This paper introduces the “damAOI” application which allows researchers to create AOIs which are at the same time locally nuanced and consistent across contexts. We use data sources on elevation, river flow, water bodies and dam construction sites to allow researchers to programmatically define their AOIs. The application was written in statistical software R and is designed to help standardize the way we consider the impacts of dams. Specifically, it programmatically determines an Area of Interest (AOI) around a dam for which impacts are measured. The previous section discusses the issues with existing approaches: bounding boxes, buffers, and basins. Our application address the issues through combining existing methods.
The software relies on openly available spatial data, specifically:
It also depends on serveral existing R packages, including:
terra, a package for working with raster data.
sf, a package for working with polygon data.
smoothr, a package to ‘smooth’ polygons.
FNN, a package for fast calculation of nearest neighbours.
shiny and leaflet, facilitating an interactive map to generate input data.
Various packages within the tidyverse for data manipulation and processing.
After preparing the input data, there are three stages to the process of creating an impacted area.
Pour points are the locations where rivers pour into and out of reservoirs. For many reservoirs, pour points can be found automatically. The pour in point(s) – where the upstream river(s) join reservoirs – typically experience the largest difference in accumulated flow, which can be computed directly from FAC hydrology data. The pour out point – the dam location – is often known. This can also be derived using the maximum FAC value of the reservoir.

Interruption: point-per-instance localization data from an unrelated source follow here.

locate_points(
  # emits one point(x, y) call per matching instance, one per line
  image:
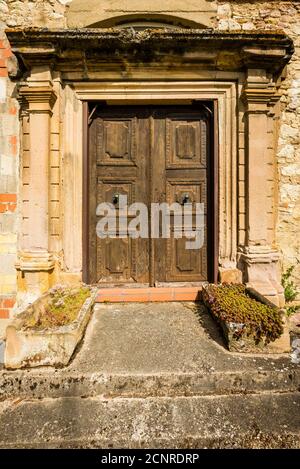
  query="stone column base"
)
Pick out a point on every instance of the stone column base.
point(260, 265)
point(35, 274)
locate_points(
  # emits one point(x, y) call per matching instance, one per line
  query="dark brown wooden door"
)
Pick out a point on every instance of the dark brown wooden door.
point(151, 155)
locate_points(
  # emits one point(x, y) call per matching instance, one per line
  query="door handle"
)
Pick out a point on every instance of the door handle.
point(185, 199)
point(115, 199)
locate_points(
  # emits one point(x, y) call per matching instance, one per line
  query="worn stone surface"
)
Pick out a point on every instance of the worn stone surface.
point(30, 348)
point(152, 376)
point(216, 422)
point(154, 349)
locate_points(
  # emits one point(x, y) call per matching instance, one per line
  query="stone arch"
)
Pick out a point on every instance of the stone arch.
point(146, 21)
point(114, 13)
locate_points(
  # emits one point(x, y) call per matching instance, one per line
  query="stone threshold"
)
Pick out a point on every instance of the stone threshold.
point(149, 294)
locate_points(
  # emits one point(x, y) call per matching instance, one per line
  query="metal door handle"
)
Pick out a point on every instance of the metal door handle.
point(115, 199)
point(185, 199)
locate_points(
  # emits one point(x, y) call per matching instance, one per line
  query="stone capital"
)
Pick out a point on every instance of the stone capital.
point(259, 99)
point(39, 99)
point(30, 261)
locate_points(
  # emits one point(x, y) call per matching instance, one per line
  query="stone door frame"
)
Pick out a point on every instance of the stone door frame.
point(242, 72)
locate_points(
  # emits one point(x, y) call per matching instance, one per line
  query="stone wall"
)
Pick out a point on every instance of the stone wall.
point(237, 15)
point(233, 15)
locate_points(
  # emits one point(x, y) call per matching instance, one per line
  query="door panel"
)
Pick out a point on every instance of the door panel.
point(152, 155)
point(120, 138)
point(181, 151)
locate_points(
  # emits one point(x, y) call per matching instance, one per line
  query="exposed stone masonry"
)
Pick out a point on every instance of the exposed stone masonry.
point(233, 15)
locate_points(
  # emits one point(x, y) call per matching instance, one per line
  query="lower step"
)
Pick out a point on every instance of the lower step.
point(151, 294)
point(62, 383)
point(239, 421)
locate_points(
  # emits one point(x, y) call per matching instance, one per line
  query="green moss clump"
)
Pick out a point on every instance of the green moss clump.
point(60, 310)
point(231, 304)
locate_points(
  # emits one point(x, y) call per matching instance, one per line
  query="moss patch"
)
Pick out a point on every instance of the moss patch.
point(60, 309)
point(231, 304)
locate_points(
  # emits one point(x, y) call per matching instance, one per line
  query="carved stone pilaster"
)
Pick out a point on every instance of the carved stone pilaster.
point(35, 263)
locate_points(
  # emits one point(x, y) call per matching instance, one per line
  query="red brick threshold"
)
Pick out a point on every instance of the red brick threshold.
point(143, 295)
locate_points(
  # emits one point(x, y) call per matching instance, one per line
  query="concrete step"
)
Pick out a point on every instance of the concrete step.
point(65, 383)
point(269, 420)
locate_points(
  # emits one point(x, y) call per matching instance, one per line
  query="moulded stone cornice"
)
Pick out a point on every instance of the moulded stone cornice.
point(218, 49)
point(266, 96)
point(259, 254)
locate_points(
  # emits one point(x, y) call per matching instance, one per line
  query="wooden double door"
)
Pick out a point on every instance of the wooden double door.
point(151, 155)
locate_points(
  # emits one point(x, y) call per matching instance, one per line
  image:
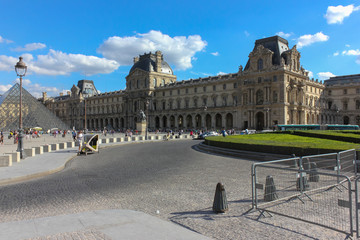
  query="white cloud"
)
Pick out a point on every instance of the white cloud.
point(309, 39)
point(178, 50)
point(325, 75)
point(59, 63)
point(284, 35)
point(7, 63)
point(352, 52)
point(3, 40)
point(337, 14)
point(30, 47)
point(36, 89)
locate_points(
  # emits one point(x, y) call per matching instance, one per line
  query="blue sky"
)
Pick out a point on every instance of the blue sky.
point(65, 41)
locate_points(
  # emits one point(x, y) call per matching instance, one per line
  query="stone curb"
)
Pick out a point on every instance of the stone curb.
point(58, 169)
point(35, 175)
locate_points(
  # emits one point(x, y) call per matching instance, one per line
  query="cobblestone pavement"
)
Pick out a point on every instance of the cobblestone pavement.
point(80, 235)
point(169, 180)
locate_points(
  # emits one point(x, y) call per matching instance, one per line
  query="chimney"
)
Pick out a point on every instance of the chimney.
point(158, 61)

For other reservoirs, pour points need to be determined by users and in our package we have developed a Shiny app which lets users select pour points using a leaflet map. This has been developed primarily for run-of-river dams, which typically see a small swelling of the river for a large distance upstream of the dam, rather than a more static lake system. This feature makes finding the pour in points automatically using FAC data impossible. The app can also help in circumstances when many rivers feed into a single reservoir, and users want to understand the upstream impacts for multiple upstream areas.
Figure @ref(fig:pourpoints) shows the pour points for Tehri dam which have been found automatically using FAC data.
Polygons of dam reservoirs are usually obtained from global georeferenced datasets. Some polygons in these datasets are inconsistent with true water extent of reservoirs, largely because of inconsistencies in the time of year that reservoir extents are measured. The first step is to adjust the polygon to match water cover of one consistent source. We suggest the CCI Global Water Bodies dataset, for larger dams the 300m2 resolution is sufficient, and the globally consistent algorithm for determining surface water extent is key.
library(terra)
library(sf)
requireNamespace("ggplot2", quietly = TRUE)
devtools::load_all()
tehri_wb <- rast(system.file("extdata", "wb_tehri.tif", package="damaoi"))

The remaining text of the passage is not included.